The hardliner is also due to meet on the sidelines with Hezbollah leader Hassan Nasrallah — a key ally whose powerful party is considered a proxy of Iran — and tour the south of the country, according to political officials.
“The message is that Iran is at the border with Israel,” Fares Souaid, coordinator of the “March 14” alliance, told AFP.
“Ahmadinejad through this visit is saying that Beirut is under Iranian influence and that Lebanon is an Iranian base on the Mediterranean,” said Souaid, whose coalition is led by the Western- and Saudi-backed premier.
“His visit to the south would be a provocation, he doesn’t need to go there,” he added.
Souaid also pointed out Ahmadinejad was coming to Beirut at a time when the West is bidding to rescue fledgling, US-backed peace negotiations between Israel and the Palestinians.
“The Iranian president is here to say that Lebanon is a land of resistance and to reaffirm his project of a continuous war with Israel,” he said.
Lebanon’s southern border region with Israel is largely controlled by Hezbollah and was devastated during the 2006 war between the militant party and the Jewish state.

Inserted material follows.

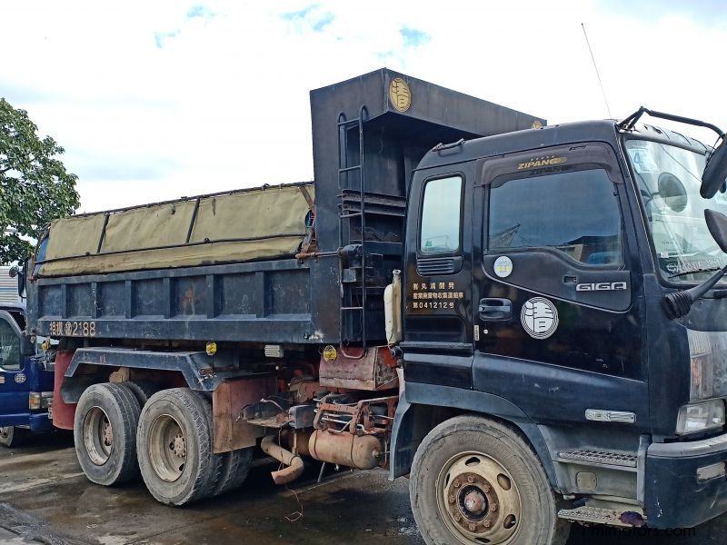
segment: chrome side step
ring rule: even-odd
[[[610,451],[561,451],[558,452],[559,461],[582,461],[584,463],[621,466],[624,468],[636,467],[636,455],[627,452],[614,452]]]
[[[606,524],[608,526],[619,526],[622,528],[632,528],[633,525],[622,522],[621,515],[612,509],[603,509],[601,507],[589,507],[583,505],[575,509],[562,509],[558,511],[558,518],[565,519],[571,522],[581,522],[584,524]]]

Ahmadinejad would tour the villages of Qana and Bint Jbeil as well as a war museum in the region inaugurated by Hezbollah earlier this year, a Hezbollah official told AFP on condition of anonymity.

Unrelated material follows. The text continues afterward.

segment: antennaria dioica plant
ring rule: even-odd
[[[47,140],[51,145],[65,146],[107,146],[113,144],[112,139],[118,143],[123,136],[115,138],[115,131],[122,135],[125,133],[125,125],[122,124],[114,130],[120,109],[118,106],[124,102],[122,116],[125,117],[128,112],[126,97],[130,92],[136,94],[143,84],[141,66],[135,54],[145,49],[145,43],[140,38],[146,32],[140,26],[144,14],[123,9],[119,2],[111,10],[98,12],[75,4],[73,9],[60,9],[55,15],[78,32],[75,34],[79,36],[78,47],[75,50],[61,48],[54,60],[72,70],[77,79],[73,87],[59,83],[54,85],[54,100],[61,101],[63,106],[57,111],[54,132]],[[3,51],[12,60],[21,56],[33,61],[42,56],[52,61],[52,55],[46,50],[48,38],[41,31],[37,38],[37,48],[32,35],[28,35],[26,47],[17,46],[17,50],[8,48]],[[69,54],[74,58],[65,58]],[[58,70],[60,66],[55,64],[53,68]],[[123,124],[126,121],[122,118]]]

“This will be a message to the United States and Israel that they need to understand there is a regional force backing Lebanon,” said Sheikh Ali Yassin, a local imam in the southern coastal city of Tyre.
In Israel, a foreign ministry spokesman said the Iranian leader’s visit was cause for concern.

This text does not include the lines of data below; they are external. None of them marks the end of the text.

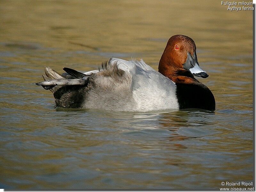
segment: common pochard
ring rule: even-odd
[[[111,58],[102,69],[84,73],[46,67],[36,83],[53,93],[57,107],[145,111],[193,108],[213,110],[214,96],[196,76],[208,77],[199,66],[195,42],[181,35],[168,41],[158,72],[142,60]]]

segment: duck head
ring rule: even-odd
[[[159,63],[159,71],[175,82],[192,83],[194,77],[209,75],[199,66],[195,42],[190,38],[176,35],[169,39]]]

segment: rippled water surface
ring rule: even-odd
[[[252,181],[252,12],[220,1],[0,1],[0,186],[214,189]],[[44,66],[85,71],[111,56],[157,70],[192,38],[216,110],[54,108]]]

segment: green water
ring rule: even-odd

“We have heard that Ahmadinejad is preparing a serious tour… (like) a big landowner coming to inspect his property,” Yigal Palmor told AFP.
“He has already said to Syrian President Bashar al-Assad that south Lebanon was Iran’s border with Israel,” he added.
“All this should be very worrying for anyone who is concerned about the stability of Lebanon and of the Middle East.”
The visit will be Ahmadinejad’s first to Lebanon since his 2005 election.
It comes amid heightened tensions in the country over unconfirmed reports that a UN-backed tribunal probing the 2005 assassination of Hariri’s father — ex-premier Rafiq Hariri — is set to indict Hezbollah members in connection with the murder.
There are fears that should the Special Tribunal for Lebanon implicate Hezbollah, this would lead to sectarian clashes similar to ones that brought Lebanon close to civil war in 2008.
Iran’s ambassador to Lebanon, Ghazanfar Roknabadi, said this week that Ahmadinejad’s visit was aimed at promoting unity among the Lebanese.
The Islamic republic heavily financed the reconstruction of southern Lebanon after the 2006 war and more recently said it stood ready to offer military aid.
That offer came in the wake of a US freeze in its military aid to Beirut over concerns the weapons could be used by Hezbollah.
The militant group is blacklisted by Washington as a terrorist organisation.
The United States and its allies have also been embroiled in a long-running dispute with Iran over its controversial nuclear programme, which Tehran insists is for peaceful purposes.